Uzaktan izleyen oyuncuların nefesi kesildi. Çılgın Yetenekler Tanrı'nın Topraklarında son derece nadirdi. Büyük bir Lonca birkaç düzine Beceri Kitabı elde edebilirse şanslı sayılırdı. Birinci sınıf Loncalar bile genellikle yaklaşık 200 veya 300 Çılgın Beceri Kitabına sahipti.
Bu oyuncular, Sıfır Kanat'ın Çılgın Becerilere sahip dört veya beş yüz üyesi olduğunu, ancak 1.000'den fazla üyenin hepsinin bu nadir güçlendirmeleri etkinleştirdiğini görünce şok olurlardı. Dahası, Lonca üyelerinin auralarına bakıldığında bu Çılgın Becerilerin olağanüstü olduğu açıkça görülüyordu.
Herkes şaşkınlık içinde bakarken, Shi Feng Uzay Hareketi'ni kullanarak Cennetin Mezarı'nın arka hattında göründü. Ardından Uzay Aurası'nı Ateş Aurası'na çevirdi ve Alev Etki Alanı'nı Cennetin Definesi'nin şifacılarının üzerine çevirdi.
Aniden, kıpkırmızı bir dalgalanma şifacıları yuttu. Yerden yüksek bir ateş sütunu yükseldi ve alevler düşmanın iyileştirme gücünün büyük bir kısmını sardı. Donmuş Yara'nın girişinden bile herkes yanan sütunu görebiliyordu.
Ateşli sütun ortaya çıktığı anda, Cennetin Definesi'nin şifacıları küle döndü. Kaçmaya bile fırsat bulamadılar. Göz açıp kapayıncaya kadar, Cennetin Definesi'nin şifacılarının yarısından fazlası ölmüştü...
"Kara Alev!" Shi Feng'e dik dik bakarken Tekil Defin'in gözlerinde öfkeli alevler parlıyordu. Kontrolsüz bir öfkeyle, "Herkes onu öldürsün!" diye bağırdı.

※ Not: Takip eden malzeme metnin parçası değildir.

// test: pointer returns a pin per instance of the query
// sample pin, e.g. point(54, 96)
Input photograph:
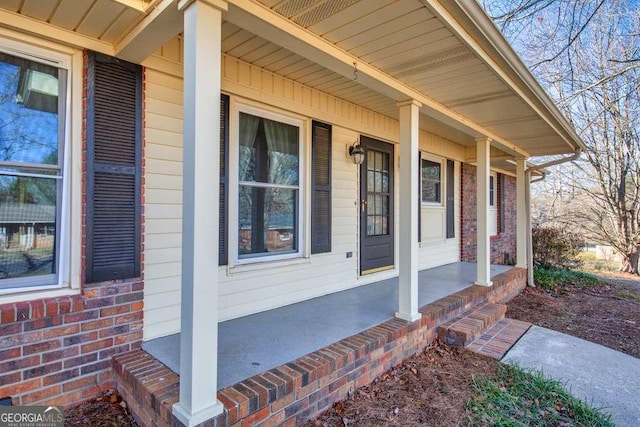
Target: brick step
point(464, 329)
point(499, 338)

Tek bir hamlede ordu 1.000 şifacısını kaybetmişti. Singular Burial'ın kalbi bu manzara karşısında kanadı.
Alev Etki Alanı sona erer ermez Shi Feng, sersemlemiş büyü sınıfı birliklerini hedef alarak Öldürücü Işını ile Yıldırım Kenarı'nı uyguladı. Anında, Kutsal Kılıç'tan çıkan sayısız yıldırım yayı yüzlerce sihir sınıfı oyuncusunu yuttu. Yalnızca birkaç uzman oyuncu yeterince hızlı tepki vererek Can Kurtarma Becerilerini etkinleştirdi ve kendilerini hayatta tuttu.

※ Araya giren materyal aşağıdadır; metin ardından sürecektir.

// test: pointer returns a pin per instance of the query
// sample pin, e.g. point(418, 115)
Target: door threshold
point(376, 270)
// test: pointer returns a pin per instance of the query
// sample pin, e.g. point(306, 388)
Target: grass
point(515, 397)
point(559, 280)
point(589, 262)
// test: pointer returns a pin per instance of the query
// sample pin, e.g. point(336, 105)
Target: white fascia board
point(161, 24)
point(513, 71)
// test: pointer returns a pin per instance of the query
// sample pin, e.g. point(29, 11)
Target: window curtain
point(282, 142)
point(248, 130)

Shi Feng sadece iki hamlede 1.500'den fazla oyuncuyu öldürmüştü...
"Bu çılgınlık!"
"Demek Kara Alev bu?"
Uzaktan izleyen bağımsız oyuncuların çeneleri kilitlendi, hiçbiri gözlerine inanamadı.
Savaş daha yeni başlamıştı ama Shi Feng Cennetin Mezarı'nın ordusunu yerle bir etmişti...
Çeşitli Lonca oyuncuları ise katliamı izlerken alınlarından soğuk terler akıyordu. İçten içe Sıfır Kanat'ın düşmanı olmadıkları gerçeğini kutladılar. Kara Alev tek başına Loncalarını yok etmek için fazlasıyla yeterliydi.
"Öldürün onu, çabuk!" Singular Burial uzun yayını ve oklarını sırtından çıkarırken böğürdü.
Tekil Gömü'nün sözlerine tepki veren diğer üyeler hislerini toparlayarak Shi Feng'i ok ve büyü yağmuruna tuttu.
Buna karşılık olarak Shi Feng Boşluk Adımları uygulayarak anında ortadan kayboldu. Sonunda, saldırıların hiçbiri adamın pelerinini çizememişti bile. Shi Feng daha sonra, önceki AOE saldırılarından kurtulan şifacıların yanında yeniden ortaya çıktı. Çılgınlık Becerisi olmasa bile, Shi Feng'in Gücü aynı seviyedeki bir Büyük Lord kadar yüksekti. Sonuç olarak, kılıcının her savruluşu başka bir şifacının hayatına mal oluyordu.
Shi Feng'in müdahalesi sayesinde Sıfır Kanat'ın 1.000 kişilik ordusu Cennetin Mezarlığı'na engelsiz bir şekilde ulaştı. Bu uzmanlar diğer Lonca üyelerini katletmeye devam etti.
Heaven's Burial'ın MT'leri Hayat Kurtarma Becerilerini etkinleştirmelerine rağmen, ışık parçacıklarına dönüşüp yok olmadan önce yalnızca iki ya da üç darbeden kurtulabildiler.
Zero Wing'in ordusu bir kıyma makinesi gibi Heaven's Burial'ın insanlarını yuttu. Düşman şifacıları bile verdikleri hasara yetişemiyordu.
Diğer Loncalar şaşkına dönmüştü.
Bu nasıl bir savaştı? Bu tek taraflı bir katliamdan başka bir şey değildi.